The Australian Taxation Office (ATO) has retrieved more than $500 million in taxpayer funds thanks to a four-year-long crackdown on illegal phoenixing activity by Australian business owners.
Phoenix activity is when a new business is created to continue the operations of another liquidated business, which has usually been shut down to avoid paying debts or taxes. In 2014, the ATO and the Australian National Audit Office (ANAO) founded the Phoenix Taskforce to combat this illegal activity, which comprises of 34 federal, state and territory government agencies.
The ANAO has now released its report on the efficacy of the taskforce, finding it has been largely successful in both helping the ATO retrieve tax revenue from illegally phoenixed businesses, and also collaborating with other government entities to share information about potential phoenixing cases.
The released report also issues three recommendations, which:
- suggests the taskforce provide guidance and clarity to local and international intelligence groups that investigate phoenixing activity;
- recommends the taskforce further refine its operations; and
- includes future targets for tackling phoenix activity.
The ATO agreed with all three recommendations, with deputy commissioner Will Day welcoming the report.
“We see illegal phoenix activity all over the country in many industries and locations. Illegal phoenix operators have a devastating impact on the community, including businesses, employees and contractors,” he said in a statement.
“It also means that state and federal governments can’t invest as much on initiatives that benefit all Australians.”
The ATO estimates phoenix activity costs Australia between $2.85 billion and $5.13 billion each year, with it being most prevalent within construction, labour hire, payroll services and security services.
In the report, the Phoenix Taskforce stated it was commencing a top 16 Phoenix Target operation, intended to focus on the “most egregious cases of illegal phoenix activity”. The ATO says it has also broadened its data analytics tools to focus on phoenixing business owners and warned those who may be breaking the law.

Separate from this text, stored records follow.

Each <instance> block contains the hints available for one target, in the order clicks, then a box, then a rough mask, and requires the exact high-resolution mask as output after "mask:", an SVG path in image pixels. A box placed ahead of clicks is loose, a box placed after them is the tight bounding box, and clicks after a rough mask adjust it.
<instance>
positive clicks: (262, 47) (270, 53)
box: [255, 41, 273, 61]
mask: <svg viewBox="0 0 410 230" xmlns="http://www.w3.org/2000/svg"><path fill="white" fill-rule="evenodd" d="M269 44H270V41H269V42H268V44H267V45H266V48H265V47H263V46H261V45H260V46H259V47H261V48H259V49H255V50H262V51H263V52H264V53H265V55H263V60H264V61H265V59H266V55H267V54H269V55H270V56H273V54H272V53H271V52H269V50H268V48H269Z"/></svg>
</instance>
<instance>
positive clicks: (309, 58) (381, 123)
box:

“We have developed sophisticated data matching tools to identify, manage and monitor suspected illegal phoenix operators. We support businesses who want to do the right thing and will deal firmly with those who choose to engage in illegal phoenix behaviour,” Day said.
The deputy commissioner also referred to a recent case where a phoenixing property developer was sentenced to six years in jail and a $1.8 million fine, saying successful prosecutions of that level were “very rewarding”.
Business owners who may be worried another business or supplier they are working with is engaging in phoenix activity should look for some key warning signs, the ATO says.
This includes the directors requesting payment to another company, changes to the company’s name and directors, but not its staff, and if they’re offering quotes significantly lower than market value.